A ledger, or general ledger, or general journal or just GL covers all the financial information about your company. The data on a ledger helps you guide your income and see quickly how much money you have.

A general ledger lays the groundwork for your online bookkeeping and accounting service — it gives them the essentials for making your business financial documents: the income statement, the balance sheet and the cash-flow statement. It also keeps all your journal entries (financial transactions) in one place. Besides this, a GL makes it easier to file in taxes -— for example, if you pay government contributions to your employees, you can check out how much you have paid them in a particular financial year to count the tax to pay on it.

Types of general ledger accounts and the chart of accounts
How it works: ledger, journal and posting
Trial balance
Double-entry bookkeeping

Types of general ledger accounts and the chart of accounts

The general ledger is divided into general ledger accounts or sub-ledgers -— which record transactions as they happen while your company earns and spends. Sub-ledgers cover:

  1. Assets — cash, accounts receivable, land, etc.
  2. Liabilities — loans and bonds payable, etc.
  3. Stockholders’ equity — common stock, retained earnings, etc.
  4. Operating revenues — money from sales and services fees, etc.
  5. Operating expenses — spendings on salaries, rent or depreciation costs, etc.
  6. Non-operating revenues and gains — income from investments, etc.
  7. Non-operating expenses and losses — expenses on interest, etc.

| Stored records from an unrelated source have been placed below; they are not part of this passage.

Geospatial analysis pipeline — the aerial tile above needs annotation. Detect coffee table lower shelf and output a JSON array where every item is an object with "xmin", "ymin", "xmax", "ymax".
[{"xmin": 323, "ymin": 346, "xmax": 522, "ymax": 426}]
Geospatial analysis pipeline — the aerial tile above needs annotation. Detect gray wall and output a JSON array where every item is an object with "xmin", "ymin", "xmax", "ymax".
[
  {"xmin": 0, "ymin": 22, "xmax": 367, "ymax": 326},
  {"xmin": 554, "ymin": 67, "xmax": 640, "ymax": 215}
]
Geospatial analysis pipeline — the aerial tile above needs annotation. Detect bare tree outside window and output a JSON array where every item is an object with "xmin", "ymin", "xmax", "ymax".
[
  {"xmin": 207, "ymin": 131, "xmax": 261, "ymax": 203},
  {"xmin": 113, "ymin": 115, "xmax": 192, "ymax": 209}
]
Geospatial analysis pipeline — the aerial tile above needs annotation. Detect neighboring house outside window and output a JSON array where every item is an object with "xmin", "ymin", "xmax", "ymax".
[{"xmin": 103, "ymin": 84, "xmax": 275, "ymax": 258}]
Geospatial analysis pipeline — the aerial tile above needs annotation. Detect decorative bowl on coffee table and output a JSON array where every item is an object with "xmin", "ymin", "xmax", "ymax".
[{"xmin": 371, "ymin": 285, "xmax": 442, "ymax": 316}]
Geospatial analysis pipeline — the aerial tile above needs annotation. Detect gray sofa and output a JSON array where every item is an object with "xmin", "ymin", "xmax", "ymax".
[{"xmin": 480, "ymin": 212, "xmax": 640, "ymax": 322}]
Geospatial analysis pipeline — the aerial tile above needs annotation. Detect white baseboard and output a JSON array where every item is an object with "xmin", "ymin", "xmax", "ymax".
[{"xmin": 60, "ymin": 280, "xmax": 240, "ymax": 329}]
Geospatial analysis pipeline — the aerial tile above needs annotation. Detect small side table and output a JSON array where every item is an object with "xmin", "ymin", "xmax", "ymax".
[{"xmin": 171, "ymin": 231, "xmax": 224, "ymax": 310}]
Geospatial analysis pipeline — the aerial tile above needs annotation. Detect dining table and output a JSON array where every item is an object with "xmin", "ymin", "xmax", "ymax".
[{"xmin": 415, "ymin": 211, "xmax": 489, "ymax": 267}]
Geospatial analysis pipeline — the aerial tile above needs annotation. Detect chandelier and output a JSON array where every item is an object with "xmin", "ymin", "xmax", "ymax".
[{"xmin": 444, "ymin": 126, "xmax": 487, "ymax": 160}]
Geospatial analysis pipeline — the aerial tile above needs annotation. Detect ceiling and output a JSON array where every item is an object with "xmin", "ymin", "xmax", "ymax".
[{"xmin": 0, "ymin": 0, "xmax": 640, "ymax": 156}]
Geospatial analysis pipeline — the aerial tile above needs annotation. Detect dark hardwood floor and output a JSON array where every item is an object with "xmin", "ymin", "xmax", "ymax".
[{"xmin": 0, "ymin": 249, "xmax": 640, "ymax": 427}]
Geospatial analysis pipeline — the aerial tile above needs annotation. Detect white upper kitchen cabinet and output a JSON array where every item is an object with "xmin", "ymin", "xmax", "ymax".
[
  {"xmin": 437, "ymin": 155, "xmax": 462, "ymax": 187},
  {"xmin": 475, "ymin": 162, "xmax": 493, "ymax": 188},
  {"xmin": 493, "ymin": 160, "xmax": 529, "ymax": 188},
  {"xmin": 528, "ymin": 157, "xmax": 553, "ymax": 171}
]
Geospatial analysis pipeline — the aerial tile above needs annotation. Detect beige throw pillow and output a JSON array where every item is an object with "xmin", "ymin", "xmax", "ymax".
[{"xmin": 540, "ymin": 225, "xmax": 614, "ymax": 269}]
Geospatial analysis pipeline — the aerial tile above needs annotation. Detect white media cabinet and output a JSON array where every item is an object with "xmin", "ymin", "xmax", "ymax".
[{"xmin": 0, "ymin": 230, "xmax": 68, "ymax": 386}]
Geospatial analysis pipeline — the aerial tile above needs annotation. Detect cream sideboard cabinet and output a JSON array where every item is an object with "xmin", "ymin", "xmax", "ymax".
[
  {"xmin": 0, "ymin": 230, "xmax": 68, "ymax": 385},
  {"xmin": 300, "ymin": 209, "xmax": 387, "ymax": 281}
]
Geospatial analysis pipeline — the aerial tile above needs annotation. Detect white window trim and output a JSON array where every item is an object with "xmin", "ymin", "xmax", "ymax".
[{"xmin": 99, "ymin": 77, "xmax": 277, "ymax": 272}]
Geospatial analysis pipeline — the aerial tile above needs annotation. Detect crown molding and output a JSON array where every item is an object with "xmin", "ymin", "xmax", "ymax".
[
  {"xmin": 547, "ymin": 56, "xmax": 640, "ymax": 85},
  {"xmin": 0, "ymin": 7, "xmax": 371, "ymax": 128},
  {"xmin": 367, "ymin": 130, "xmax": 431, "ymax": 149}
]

These parts of the classification then go to the corresponding financial statements:

  1. Assets, liabilities and stockholders’ equity go to the balance sheet.
  2. Operating and non-operating revenues and expenses are for the income statement.

This list of sub-ledgers is not exhaustive or binding, it is usually made up to fit the needs and specifics of a particular company. And this specific set of sub-ledgers of a company is known as the chart of accounts.

How it works: ledger, journal and posting

Figures on a ledger are used to make your company’s financial statements. But let’s have a look at what happens with a transaction right after it is made and how it actually reaches the ledger.

For example, on April 17, 2019, Jackson & Jackson sells goods to its customers for £15,000 in cash. Let’s break it down into steps.

  1. Your bookkeeper puts it into the journal entry — in the form of debits and credits.
Date Account title and explanation Debit Credit
2019 April 17 Cash £15,000
Sales £15,000

2. Then the figures go to the general ledger. This process is called posting. On the LG, also known as T-accounts, the sum moves to the corresponding sub-ledgers. Like this:

A general ledger is known as T accounts

Sometimes, special codes are attached to each type of transaction — to make your ledger more organised and the search for particular sub-ledgers easier.

Online bookkeeper moves the figures automatically from the journal entry to the ledger — distributing the data to the corresponding groups.

3. The next step is to use these figures to make the financial statements of the company.

Trial balance

A trial balance is a worksheet, aimed at checking whether the figures your bookkeeper has been gathering in the ledger are correct. It is divided into two columns, one for debits and one for the credits and they must equal. A trial balance is not considered to be a separate financial report.

Double-entry bookkeeping

A double-entry accounting and bookkeeping system is what your bookkeeper uses when filling in the ledger and making a trial balance. In simple words, it means recording each transaction twice — once when the money leaves the count (a credit) and then again as the money enters the account (a debit) and then ensuring they equal.